Fortunately I am at a place now, due to some fortunate happenings where money will no longer be a problem.
Post # 54
Jewelieee: That Atlantic article actually makes me irrationally angry. I feel for the lower class and some middle class people who truly live paycheck to paycheck. The writer of that article, who says he is “one of them” is making six figures, his wife chooses not work, they live in the Hamptons in a million dollar home, and he drained his 401(k) to pay for his daughter’s wedding. Those are choices. Instead of keeping up with the Jones’ he should learn how to save.
Post # 55
We couldnt afford $1000 and I dont feel secure. We try to save but basically live paycheck to paycheck and once something goes wrong our savings are depleted. :/ We can’t borrow money since my parents are below poverty level (and retired) and my husbands family is deceased. I feel so poor after reading everyone’s comments!
Post # 56
blackinthesuburbs: here have been many, MANY people on this forum who probably couldn’t say that. Like a couple of years ago there was a woman whose plan was to sell her blood to get money to fund her wedding.

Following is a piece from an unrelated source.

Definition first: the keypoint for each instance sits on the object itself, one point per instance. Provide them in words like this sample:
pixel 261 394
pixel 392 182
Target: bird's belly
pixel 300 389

Even people living in poverty have dreams. And many more people on here go into debt for their weddings, which they probably wouldn’t do if they had a spare grand sitting around, for any reason…
Post # 57
I think there’s a lot of people who would feel secure without a float. Many millenials on low income jobs simply can’t save lots of money. Many of my friends fall into that category. They have low income jobs and live paycheck to paycheck (but aren’t in debt).They don’t have lavish lifestyles but certainlyl can’t save. But they rely on the idea that if they needed it because they have a good credit rating they could go to the bank and take out a small loan.
Post # 58
I would argue that they shouldn’t buy a house until they also have some for an emergency fund, just in case something happens to the house. If someone doesnt make enough money to buy a 700k house and still save money (even just a few hundred a month), then they just can’t afford to buy a house. I live in an expensive area, and I know we’ll just be renting for however long we live here for because we make about 56k a year and even houses at/under 1500 sq ft in the area are selling for 500k+
Post # 59
babeba: I always wonder about that because I know lots of people who would rather take on debt than dip into savings because mentally they feel better with cash in the bank even if it’s costing them money.

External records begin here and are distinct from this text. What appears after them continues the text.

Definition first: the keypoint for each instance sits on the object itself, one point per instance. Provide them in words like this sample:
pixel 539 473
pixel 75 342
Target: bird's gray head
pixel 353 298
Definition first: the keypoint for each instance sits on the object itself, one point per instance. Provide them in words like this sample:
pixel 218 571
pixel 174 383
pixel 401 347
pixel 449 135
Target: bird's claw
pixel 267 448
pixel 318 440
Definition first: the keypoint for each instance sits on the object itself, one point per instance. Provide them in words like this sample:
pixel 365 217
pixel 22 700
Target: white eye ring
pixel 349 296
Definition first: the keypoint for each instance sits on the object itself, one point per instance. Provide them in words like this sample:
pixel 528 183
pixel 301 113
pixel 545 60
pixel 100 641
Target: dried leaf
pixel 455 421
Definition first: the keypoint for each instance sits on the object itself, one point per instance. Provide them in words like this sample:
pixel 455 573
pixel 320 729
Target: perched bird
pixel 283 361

califlorican: +1. According to all of those online calculators we COULD sell our house and buy another one in the $500-600k range, but then we’d only save about $200/month after that increased mortgage payment. And considering that would buy us an old fixer upper in our town that is not enough savings – I’ll stick with the fixer upper I already have and keep plugging away at it lol.

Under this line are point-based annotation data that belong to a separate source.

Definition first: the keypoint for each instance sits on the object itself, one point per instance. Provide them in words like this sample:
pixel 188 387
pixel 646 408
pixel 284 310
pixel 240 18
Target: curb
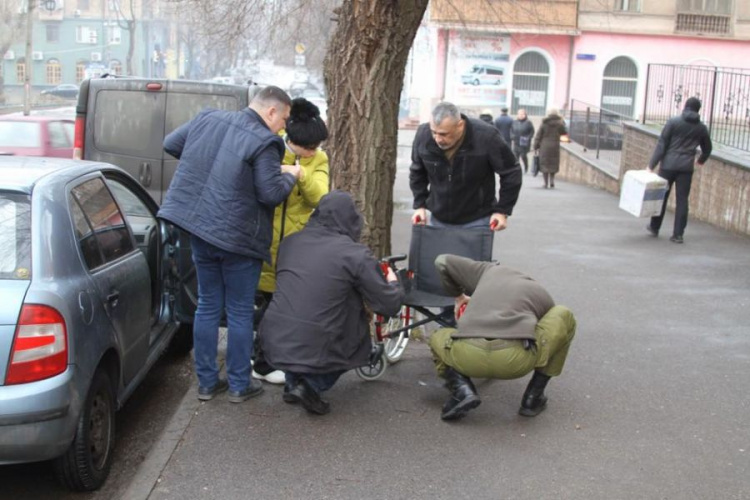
pixel 149 471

DaisyBlossom: thank you for your reply! I guess if they keep their credit score up and don’t go into debt a short term bank loan isn’t the worst thing if saving isn’t an option. Definitely better than credit cards or payday lenders!
Post # 60
- Wedding: December 2014 - Maui
I keep a few months pay in my savings account, and I’ve got at least $1000+ in my piggy bank that I throw all my loose change into. So, I’d probably be ok even if a big bill came up. I grew up dirt poor though. Mom had no credit card or bank account at all. She struggled to pay rent and even put food on the table. I think that’s what made me so budget conscious. I’m still in that “we’re poor we can’t afford it” mindset.